Mármore no vaso de planta e na faixa de pedestres

O mármore, como se pode imaginar, está por toda parte, de museus a estátuas, bancos, vasos de plantas e fontes de rua, passando pelo Duomo em estilo romano e pelo prédio dos Correios, ambos com fachadas em mármore. Até as faixas de pedestre, que de longe parecem pintadas de branco, como na maioria dos lugares, em Carrara são feitas de mármore.

Mercúrio na Academia
Mercúrio na Academia

Na Academia de Belas-Artes, instalada em um palácio do século XVI, é possível ver moldes de gesso feitos por artistas como Canova e esculturas em mármore negro de Colonatta, que já não existe mais — o branco não dá sinais de que vai acabar. Na estreita Via Santa Maria, ferramentas nas fachadas das casas coloridas em tons de terra com janelas pintadas de verde indicam os ofícios dos moradores do passado. Outras peças, como colunas e desenhos, destacavam suas habilidades. Uma placa de mármore registra a casa na Piazza del Duomo onde Michel Angelo Buonarrotti, o Michelangelo, costumava se hospedar quando ia às compras na região.

Carrara, Toscana / Foto de Carla LencastreCarrara, Toscana / Foto de Carla Lencastre

Os ofícios e a hospedagem do mestre

Na linda praça principal, com piso de mármore e cercada de palácios, cafés simpáticos com mesas (também de mármore) ao ar livre acolhem os moradores e visitantes do presente.
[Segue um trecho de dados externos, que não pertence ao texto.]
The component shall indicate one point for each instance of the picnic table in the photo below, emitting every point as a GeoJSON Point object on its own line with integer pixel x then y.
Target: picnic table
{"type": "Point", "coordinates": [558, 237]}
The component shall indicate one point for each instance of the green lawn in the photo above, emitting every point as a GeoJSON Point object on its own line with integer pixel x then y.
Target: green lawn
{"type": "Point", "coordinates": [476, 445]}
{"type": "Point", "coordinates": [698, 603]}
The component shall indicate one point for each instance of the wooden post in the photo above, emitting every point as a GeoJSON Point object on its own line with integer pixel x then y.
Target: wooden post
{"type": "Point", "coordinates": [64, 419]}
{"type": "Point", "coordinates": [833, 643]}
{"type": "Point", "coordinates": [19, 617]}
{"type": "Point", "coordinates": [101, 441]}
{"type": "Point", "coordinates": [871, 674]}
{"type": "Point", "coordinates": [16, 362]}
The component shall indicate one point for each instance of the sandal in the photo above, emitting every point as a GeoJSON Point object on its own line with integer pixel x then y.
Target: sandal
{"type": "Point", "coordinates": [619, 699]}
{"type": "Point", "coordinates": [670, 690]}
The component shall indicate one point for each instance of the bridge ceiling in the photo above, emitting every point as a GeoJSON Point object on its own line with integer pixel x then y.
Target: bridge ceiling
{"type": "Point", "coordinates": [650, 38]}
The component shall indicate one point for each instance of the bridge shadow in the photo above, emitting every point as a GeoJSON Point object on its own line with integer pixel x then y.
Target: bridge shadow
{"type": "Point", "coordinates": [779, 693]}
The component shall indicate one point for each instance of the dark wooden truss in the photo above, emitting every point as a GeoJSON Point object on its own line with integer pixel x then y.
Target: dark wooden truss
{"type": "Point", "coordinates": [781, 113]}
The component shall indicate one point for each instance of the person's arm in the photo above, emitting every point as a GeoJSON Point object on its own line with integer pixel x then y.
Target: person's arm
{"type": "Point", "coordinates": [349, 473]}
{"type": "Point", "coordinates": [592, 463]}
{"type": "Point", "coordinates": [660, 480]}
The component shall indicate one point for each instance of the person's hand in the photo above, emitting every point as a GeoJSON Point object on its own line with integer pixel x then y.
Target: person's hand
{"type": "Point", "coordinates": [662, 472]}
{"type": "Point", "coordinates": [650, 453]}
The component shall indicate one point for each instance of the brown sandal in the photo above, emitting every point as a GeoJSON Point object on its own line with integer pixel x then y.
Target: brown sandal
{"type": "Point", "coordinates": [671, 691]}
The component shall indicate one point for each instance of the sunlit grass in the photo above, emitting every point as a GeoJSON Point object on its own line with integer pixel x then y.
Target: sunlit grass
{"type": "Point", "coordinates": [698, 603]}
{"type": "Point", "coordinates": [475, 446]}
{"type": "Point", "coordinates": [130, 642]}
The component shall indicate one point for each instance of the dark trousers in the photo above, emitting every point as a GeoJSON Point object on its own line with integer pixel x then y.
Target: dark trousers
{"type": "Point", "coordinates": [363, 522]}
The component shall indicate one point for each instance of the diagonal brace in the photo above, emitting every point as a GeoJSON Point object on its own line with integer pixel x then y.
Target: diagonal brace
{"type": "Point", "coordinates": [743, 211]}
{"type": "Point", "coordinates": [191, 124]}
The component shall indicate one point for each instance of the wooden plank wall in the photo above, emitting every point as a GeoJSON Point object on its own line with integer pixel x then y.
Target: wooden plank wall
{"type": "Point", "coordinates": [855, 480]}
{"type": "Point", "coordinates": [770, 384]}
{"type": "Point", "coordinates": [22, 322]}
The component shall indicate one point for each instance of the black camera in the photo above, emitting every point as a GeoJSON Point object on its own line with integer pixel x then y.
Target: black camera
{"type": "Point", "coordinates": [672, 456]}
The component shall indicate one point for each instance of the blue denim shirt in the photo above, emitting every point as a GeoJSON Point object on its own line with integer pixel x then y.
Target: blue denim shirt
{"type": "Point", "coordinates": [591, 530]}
No verão, a região recebe muitos turistas em busca de sol e mar. Mas, para quem tem o litoral brasileiro por perto, o melhor programa é ir mesmo para as montanhas de Carrara.

Como chegar

De carro: Carrara está a cerca de uma hora ao norte de Pisa, pela autoestrada A12.

De trem: A viagem de Pisa a Carrara-Avenza dura em torno de 40 minutos.

(Versão atualizada de texto originalmente publicado na revista Boa Viagem, do jornal O Globo.)